Review these five areas at least once a year so you can maximize financial resources to enjoy today and plan for tomorrow.
1. Your household budget. First, if you don’t have a household budget, start by creating one in whatever format works for you. A simple Excel spreadsheet can be used to track your monthly income and expenses. Once your budget is created, however, it will likely need revisions annually to account for salary raises, bonuses or new expenses. Significant life changes like getting married or having a baby will drastically impact your budget and should prompt a review even sooner. Even if your circumstances haven’t changed, tax laws or other things outside of your control could have. So, you might need to adjust your withholdings to avoid an unexpected expense when tax returns are filed.
2. Your savings contributions. We typically recommend clients save 20 percent of their income but 10 percent at a minimum. Take a look at the various places you save, including contributions to your IRA, bank savings accounts, etc., and combine those monthly inputs to calculate your total savings. As you do this, you might uncover old accounts that can be closed or consolidated for more efficient financial management.
3. Your automatic renewals and withdrawals. Putting bills and memberships on auto-pay is a great convenience, but not having to deal with them monthly has its downsides. When expenses are automatically withdrawn from your account, it’s easy to lose touch with how much things cost. For each expense on auto-withdrawal, review a 12-month history of what you’ve spent, calculate the average per month and ensure it matches what you’ve budgeted. Similarly, I recommend an annual audit of memberships that auto-renew. Do you really need all those streaming services? Are you using that gym membership or simply allowing this “donation” to be drafted from your account each month? Unfortunately, out-of-sight, out-of-mind expenses can eat into your discretionary income quickly.
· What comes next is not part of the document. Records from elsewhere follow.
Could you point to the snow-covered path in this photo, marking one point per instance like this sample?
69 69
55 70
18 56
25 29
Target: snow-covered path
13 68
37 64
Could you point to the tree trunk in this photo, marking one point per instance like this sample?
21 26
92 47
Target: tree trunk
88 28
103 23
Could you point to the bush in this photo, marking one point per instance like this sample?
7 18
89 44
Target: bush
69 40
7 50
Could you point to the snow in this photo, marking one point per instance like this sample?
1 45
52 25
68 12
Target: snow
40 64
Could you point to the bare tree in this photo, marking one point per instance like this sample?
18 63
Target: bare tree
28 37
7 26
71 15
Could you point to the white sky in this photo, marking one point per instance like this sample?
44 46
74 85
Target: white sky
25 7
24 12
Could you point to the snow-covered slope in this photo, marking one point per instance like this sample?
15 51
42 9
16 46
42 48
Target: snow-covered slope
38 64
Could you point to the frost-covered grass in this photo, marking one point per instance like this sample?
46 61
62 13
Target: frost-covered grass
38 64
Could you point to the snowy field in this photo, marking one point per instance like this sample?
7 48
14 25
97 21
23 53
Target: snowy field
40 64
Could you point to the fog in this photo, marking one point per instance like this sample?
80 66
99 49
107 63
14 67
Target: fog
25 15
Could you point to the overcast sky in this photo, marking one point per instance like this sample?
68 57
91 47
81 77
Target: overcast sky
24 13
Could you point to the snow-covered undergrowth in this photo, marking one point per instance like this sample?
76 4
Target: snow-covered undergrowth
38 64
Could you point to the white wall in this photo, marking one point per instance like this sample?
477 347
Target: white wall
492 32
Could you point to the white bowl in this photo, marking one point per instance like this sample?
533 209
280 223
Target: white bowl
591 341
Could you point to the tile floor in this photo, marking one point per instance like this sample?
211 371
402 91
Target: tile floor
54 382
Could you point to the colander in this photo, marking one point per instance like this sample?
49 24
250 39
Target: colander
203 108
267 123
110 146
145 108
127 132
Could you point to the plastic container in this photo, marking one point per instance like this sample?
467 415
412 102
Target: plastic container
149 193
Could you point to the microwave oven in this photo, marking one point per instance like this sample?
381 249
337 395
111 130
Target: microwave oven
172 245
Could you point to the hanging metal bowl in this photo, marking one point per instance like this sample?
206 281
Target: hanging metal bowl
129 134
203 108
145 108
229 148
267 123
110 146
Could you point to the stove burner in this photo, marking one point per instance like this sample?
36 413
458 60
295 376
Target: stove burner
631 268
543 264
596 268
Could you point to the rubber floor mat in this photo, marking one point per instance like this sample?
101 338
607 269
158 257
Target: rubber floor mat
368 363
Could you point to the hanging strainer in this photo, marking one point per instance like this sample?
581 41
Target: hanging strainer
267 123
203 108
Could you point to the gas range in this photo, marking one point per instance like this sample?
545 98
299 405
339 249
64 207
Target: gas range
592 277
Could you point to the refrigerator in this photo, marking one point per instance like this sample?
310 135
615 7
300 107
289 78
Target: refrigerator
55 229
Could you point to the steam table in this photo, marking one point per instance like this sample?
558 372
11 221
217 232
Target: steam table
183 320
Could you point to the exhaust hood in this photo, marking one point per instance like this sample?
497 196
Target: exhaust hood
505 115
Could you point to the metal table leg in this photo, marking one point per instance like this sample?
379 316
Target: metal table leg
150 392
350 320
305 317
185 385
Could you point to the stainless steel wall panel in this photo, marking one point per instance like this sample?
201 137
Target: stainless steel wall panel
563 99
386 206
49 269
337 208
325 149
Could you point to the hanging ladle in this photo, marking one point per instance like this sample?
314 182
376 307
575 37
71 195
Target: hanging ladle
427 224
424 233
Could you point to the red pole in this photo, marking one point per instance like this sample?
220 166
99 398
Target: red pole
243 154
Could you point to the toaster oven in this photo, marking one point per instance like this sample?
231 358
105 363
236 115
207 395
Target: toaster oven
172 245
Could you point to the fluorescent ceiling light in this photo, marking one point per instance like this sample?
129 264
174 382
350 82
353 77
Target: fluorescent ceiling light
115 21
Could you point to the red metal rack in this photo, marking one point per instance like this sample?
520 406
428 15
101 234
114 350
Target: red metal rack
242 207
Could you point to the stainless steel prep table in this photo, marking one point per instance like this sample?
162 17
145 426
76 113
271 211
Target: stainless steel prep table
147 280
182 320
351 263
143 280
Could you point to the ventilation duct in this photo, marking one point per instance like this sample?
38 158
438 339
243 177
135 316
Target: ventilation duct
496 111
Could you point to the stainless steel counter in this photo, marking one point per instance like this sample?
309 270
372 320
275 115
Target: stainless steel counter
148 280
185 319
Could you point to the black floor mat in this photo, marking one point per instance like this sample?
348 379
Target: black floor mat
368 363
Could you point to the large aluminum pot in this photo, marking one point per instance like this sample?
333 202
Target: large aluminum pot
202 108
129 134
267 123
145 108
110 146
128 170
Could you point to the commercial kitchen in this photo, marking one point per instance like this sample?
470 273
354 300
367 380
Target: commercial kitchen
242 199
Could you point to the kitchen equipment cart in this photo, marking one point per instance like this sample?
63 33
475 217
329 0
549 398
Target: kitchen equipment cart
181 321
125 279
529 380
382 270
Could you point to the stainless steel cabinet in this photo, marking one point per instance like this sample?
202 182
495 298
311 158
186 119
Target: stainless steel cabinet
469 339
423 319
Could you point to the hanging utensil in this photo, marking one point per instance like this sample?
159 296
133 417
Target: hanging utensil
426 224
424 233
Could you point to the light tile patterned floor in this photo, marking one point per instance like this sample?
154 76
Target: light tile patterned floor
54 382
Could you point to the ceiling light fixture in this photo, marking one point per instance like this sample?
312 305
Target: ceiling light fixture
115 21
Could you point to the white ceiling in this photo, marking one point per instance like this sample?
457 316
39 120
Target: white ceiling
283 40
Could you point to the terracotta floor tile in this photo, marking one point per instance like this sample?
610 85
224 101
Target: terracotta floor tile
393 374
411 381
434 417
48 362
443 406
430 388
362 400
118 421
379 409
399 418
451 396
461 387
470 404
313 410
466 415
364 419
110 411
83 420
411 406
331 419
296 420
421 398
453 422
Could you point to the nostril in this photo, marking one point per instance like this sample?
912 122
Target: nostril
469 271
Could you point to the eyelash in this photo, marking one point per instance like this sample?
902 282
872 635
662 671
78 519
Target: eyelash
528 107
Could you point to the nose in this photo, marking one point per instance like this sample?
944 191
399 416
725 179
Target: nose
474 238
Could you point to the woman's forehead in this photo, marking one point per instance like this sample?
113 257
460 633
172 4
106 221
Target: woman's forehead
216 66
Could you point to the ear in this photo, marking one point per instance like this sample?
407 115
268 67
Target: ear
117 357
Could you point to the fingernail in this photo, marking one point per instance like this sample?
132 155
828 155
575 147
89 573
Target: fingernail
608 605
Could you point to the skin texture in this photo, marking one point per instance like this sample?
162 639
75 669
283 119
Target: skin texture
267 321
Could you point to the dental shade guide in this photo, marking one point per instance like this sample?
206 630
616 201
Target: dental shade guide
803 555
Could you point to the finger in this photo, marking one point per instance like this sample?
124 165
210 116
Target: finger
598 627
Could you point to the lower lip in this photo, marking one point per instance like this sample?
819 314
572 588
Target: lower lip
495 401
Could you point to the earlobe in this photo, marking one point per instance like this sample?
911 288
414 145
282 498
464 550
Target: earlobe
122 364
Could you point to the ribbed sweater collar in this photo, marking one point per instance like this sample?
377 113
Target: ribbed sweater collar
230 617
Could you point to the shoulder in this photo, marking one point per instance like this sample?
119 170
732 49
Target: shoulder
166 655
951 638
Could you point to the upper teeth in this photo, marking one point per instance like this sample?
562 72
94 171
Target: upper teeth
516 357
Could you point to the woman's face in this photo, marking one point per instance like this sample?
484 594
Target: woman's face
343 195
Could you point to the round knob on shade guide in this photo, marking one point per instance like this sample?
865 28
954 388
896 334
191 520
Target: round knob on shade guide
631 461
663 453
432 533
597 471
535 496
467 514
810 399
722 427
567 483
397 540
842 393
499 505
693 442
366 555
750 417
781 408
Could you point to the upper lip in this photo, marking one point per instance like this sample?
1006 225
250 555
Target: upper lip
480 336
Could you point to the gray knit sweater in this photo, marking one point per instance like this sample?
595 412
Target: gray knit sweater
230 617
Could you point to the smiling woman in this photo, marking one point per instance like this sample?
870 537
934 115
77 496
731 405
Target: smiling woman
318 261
4. Your insurance policies. With the exception of life insurance, you should have insurance policies re-quoted annually. This allows you to ensure you have adequate (but not too much) coverage and can secure discounts when available. Auto, home and umbrella insurance policies have flexible rates, and even a slightly lower monthly cost can provide some welcome cushion in your household budget.
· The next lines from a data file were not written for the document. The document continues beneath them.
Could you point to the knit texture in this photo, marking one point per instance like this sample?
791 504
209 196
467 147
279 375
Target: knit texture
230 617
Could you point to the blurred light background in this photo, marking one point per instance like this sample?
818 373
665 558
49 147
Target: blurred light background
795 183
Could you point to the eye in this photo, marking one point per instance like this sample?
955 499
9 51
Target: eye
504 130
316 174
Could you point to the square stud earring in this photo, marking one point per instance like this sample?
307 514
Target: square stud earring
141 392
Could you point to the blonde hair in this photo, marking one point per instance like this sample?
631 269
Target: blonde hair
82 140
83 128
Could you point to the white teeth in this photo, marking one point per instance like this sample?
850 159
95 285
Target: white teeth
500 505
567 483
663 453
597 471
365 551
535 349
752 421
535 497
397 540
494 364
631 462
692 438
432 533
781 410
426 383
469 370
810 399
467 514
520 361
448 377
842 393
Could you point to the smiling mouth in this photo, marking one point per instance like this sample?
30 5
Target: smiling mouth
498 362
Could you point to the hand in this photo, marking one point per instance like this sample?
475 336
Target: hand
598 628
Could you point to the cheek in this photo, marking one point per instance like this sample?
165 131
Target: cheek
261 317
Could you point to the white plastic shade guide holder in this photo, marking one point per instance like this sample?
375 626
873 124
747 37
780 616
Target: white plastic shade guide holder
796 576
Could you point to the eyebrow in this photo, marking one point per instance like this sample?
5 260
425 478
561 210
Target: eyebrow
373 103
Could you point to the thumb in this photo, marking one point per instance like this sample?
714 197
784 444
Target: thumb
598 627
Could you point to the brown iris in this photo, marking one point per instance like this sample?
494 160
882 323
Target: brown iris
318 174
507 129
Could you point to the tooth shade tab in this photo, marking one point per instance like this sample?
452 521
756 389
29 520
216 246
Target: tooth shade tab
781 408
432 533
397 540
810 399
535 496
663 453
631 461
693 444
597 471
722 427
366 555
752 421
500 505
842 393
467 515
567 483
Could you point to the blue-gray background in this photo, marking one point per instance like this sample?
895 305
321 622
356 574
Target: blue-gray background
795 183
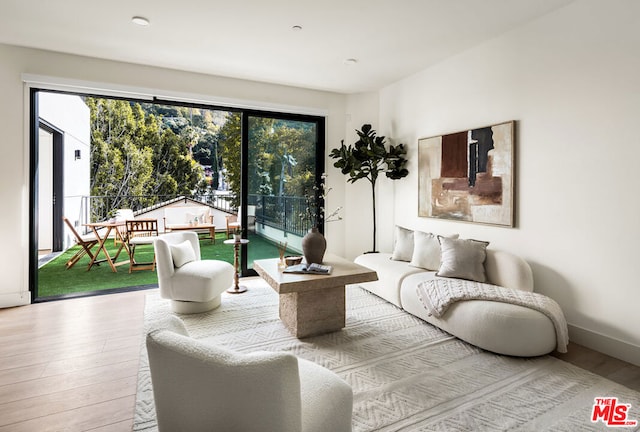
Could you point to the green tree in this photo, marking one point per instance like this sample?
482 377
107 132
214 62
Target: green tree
133 154
229 139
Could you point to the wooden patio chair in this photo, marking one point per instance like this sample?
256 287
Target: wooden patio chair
141 231
86 243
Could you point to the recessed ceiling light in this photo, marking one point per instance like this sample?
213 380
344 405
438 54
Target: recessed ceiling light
141 21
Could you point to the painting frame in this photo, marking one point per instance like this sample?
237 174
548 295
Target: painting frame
469 176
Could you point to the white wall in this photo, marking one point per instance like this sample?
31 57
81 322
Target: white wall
72 116
14 181
571 81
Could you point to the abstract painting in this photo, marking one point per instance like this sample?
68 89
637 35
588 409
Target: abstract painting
468 176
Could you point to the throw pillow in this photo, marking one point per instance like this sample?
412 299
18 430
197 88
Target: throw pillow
426 250
403 247
463 259
182 253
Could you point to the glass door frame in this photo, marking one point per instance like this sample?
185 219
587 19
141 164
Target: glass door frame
35 125
244 163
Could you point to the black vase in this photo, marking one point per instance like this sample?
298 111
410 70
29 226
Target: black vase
313 246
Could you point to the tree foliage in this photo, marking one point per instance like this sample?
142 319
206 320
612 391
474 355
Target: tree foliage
133 155
369 157
281 160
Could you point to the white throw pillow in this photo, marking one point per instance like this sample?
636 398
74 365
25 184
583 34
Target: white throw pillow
426 250
182 253
463 259
403 247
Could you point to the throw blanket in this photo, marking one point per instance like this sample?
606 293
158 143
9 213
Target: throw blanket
438 294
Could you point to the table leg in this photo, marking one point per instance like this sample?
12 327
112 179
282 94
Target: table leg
236 289
312 313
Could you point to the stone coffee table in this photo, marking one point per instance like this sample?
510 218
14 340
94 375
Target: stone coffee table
312 304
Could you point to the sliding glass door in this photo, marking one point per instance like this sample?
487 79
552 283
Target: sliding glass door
284 161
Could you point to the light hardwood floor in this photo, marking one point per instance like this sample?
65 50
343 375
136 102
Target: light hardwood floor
71 365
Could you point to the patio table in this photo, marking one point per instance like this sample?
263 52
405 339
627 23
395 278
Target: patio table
108 227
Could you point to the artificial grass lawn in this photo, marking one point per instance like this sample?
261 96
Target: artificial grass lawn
54 279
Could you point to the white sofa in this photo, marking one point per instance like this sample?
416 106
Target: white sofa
503 328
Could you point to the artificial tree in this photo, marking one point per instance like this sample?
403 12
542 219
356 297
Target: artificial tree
367 158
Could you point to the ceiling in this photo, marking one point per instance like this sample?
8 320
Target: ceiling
255 39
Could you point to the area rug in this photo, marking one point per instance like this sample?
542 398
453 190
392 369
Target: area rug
406 375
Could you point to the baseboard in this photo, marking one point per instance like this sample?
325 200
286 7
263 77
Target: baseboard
605 344
15 299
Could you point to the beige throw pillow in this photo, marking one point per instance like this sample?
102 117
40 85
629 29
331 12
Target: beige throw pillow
463 259
426 250
403 247
182 253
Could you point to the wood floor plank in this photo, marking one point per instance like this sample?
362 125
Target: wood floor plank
69 381
72 365
66 401
88 418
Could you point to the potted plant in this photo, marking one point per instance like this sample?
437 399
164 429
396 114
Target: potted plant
367 158
314 244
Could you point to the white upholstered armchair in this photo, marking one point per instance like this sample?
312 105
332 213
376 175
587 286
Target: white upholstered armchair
200 387
192 284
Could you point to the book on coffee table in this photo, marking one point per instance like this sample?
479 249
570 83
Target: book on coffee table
308 269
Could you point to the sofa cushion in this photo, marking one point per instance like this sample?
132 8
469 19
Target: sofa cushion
463 259
390 275
426 250
502 328
403 246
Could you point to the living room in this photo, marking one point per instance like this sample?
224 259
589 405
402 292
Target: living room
567 78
5. Your beneficiaries and guardians. Although updates to your beneficiaries and guardians are unlikely every year, it’s wise to at least review them annually to confirm they reflect your wishes today. You’d be surprised how many people still list their parents as beneficiaries because they simply forgot to make updates when they got married or how many people still list an ex-spouse after a divorce. Put this item on your post-baby to-do list, too, or any time your marital status changes. It’s critical that legal guardians for your children and beneficiaries of your will, trust, retirement accounts or life insurance policies always be up-to-date. You simply never know what could happen tomorrow, and you want loved ones to be well cared for.
Annual spring cleaning of your finances opens important discussions with your family about the upcoming year. Are there home renovations you want to make, required vehicle maintenance or fun trips on the horizon? When you don’t plan for these one-time, special expenses, your savings can dwindle quickly to make them happen. So, come out of that winter hibernation, and get your financial affairs in order while the sun’s still shining.